Esta búsqueda de una mirada pura, no sesgada por el ego ni por las distracciones del hombre contemporáneo, alcanza momentos de una belleza literaria impresionante. Un ejemplo magistral es el episodio del señor Palomar frente a una mujer desnuda en la playa; en su intento por alcanzar la "mirada justa" que integre la belleza del cuerpo en la armonía del universo, Calvino nos muestra la dificultad de despojarnos de nuestra propia subjetividad. Es en esa tensión entre el sujeto que observa y el objeto observado donde la obra roza lo místico, revelándonos a un Calvino sabio y lúcido.
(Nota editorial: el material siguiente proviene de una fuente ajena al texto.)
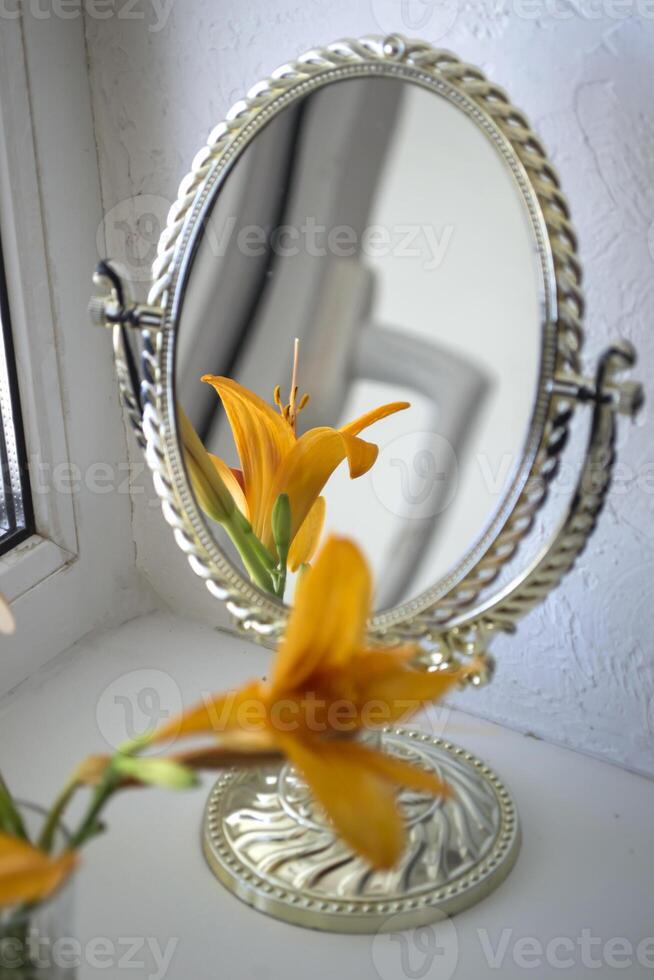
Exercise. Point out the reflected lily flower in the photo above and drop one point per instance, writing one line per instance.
(327, 685)
(275, 461)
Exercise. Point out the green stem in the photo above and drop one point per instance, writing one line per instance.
(53, 820)
(10, 818)
(88, 826)
(256, 559)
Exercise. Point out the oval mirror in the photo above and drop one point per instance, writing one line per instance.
(365, 319)
(382, 237)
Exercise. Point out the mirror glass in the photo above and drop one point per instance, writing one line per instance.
(381, 226)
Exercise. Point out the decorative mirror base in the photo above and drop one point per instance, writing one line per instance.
(268, 842)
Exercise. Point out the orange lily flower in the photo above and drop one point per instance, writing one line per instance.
(274, 461)
(327, 683)
(28, 874)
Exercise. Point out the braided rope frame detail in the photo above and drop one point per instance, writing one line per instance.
(512, 123)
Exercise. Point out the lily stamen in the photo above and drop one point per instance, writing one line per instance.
(292, 409)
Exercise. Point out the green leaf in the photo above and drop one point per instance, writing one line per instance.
(155, 772)
(11, 821)
(281, 528)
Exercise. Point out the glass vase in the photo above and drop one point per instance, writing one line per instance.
(37, 940)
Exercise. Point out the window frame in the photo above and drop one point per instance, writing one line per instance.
(53, 543)
(11, 539)
(77, 573)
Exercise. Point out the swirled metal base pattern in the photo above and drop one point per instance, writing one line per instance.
(269, 843)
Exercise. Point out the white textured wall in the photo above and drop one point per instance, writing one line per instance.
(580, 671)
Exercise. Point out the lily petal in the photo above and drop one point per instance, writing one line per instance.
(358, 798)
(28, 874)
(405, 691)
(306, 540)
(369, 418)
(328, 620)
(262, 440)
(305, 470)
(233, 484)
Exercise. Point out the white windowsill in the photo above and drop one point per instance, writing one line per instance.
(586, 861)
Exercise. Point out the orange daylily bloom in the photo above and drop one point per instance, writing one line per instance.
(28, 874)
(274, 460)
(327, 682)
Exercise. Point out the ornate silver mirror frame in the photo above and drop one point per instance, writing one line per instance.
(454, 620)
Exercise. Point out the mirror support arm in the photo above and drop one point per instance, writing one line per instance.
(469, 637)
(113, 308)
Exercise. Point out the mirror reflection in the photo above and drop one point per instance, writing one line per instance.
(359, 344)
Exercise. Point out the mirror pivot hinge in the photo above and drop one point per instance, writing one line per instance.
(625, 396)
(114, 306)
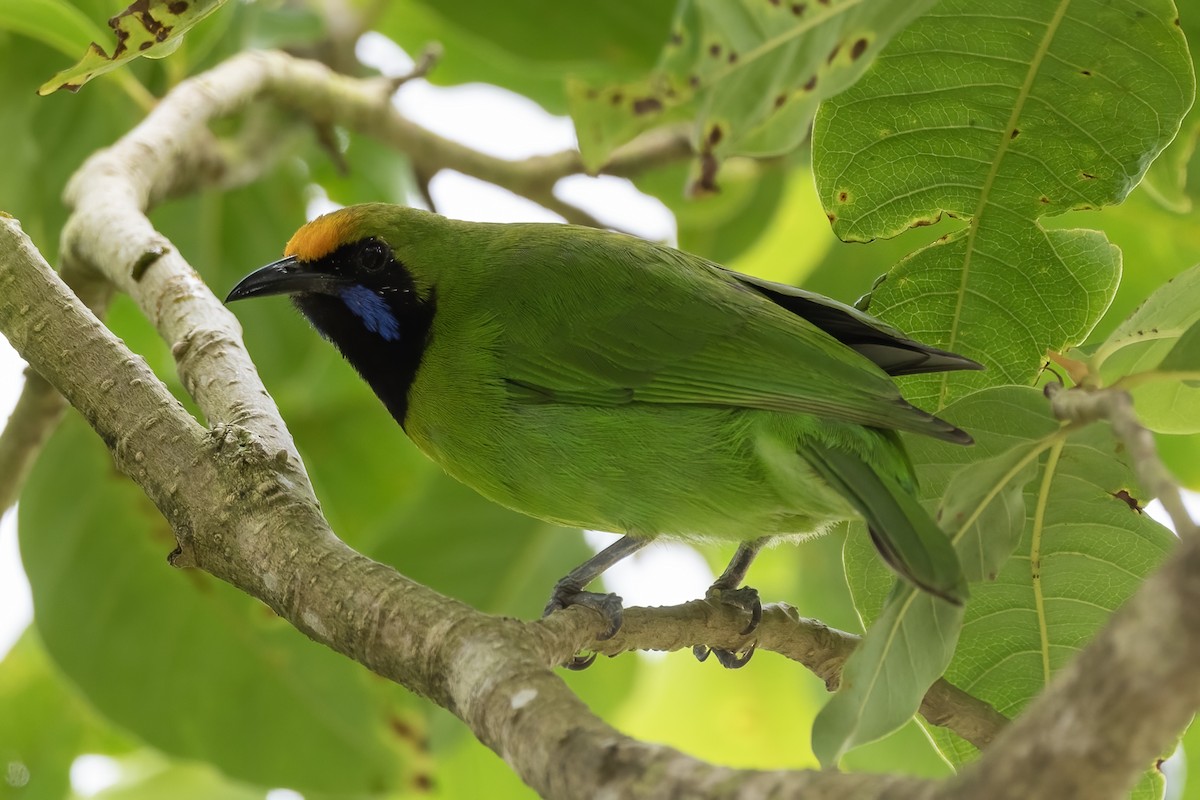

Fiel a su pertenencia al grupo Oulipo y a su fascinación por las matemáticas y las simetrías, Calvino dota al libro de una estructura ternaria perfecta. El relato se divide en tres partes (descriptiva, narrativa y meditativa) que se ramifican en tres capítulos y tres epígrafes cada uno, sumando un total de veintisiete fragmentos de una precisión cartesiana. Esta arquitectura no es azarosa; es el reflejo de una mente que busca el orden en el caos de la percepción.
"Palomar" es, en definitiva, un itinerario hacia la sabiduría que convierte el acto de mirar en una experiencia metafísica. Es el ejemplo perfecto de los principios que Calvino consideraba fundamentales para la literatura del futuro, invitándonos a realizar ese vertiginoso viaje interior que nace de la atención a lo minúsculo para terminar abrazando el universo entero.
Reseña enviada por: Equipo Trabalibros
Curiosidades
- El título y el nombre del protagonista son un homenaje directo al observatorio astronómico de Monte Palomar, situado en California. Calvino utiliza esta referencia para proponer una manera de observar el mundo con la precisión de un telescopio.
- Fiel a su fascinación por las simetrías, Calvino diseñó el libro de forma ternaria: 3 capítulos divididos en 3 subcapítulos cada uno, y estos a su vez en 3 epígrafes, sumando un total de 27 fragmentos exactos.
- Esta obsesión por los procedimientos matemáticos aplicados a la literatura se debe a que Calvino fue miembro de honor del grupo francés Oulipo (Obrador de Literatura Potencial), fundado por matemáticos y ajedrecistas que buscaban generar obras bajo restricciones lógicas.
- Aunque no narra eventos biográficos convencionales, Calvino consideraba este su libro más autobiográfico porque refleja su pensamiento más íntimo y su «sabiduría final».
- La crítica considera que Palomar es la aplicación práctica perfecta de las "Seis propuestas para el próximo milenio", unas conferencias que Calvino redactó para Harvard antes de morir y que definen lo que debe ser la buena literatura.
- La versión que manejamos en español fue traducida por Aurora Bernárdez, quien fuera una figura clave en la traducción literaria.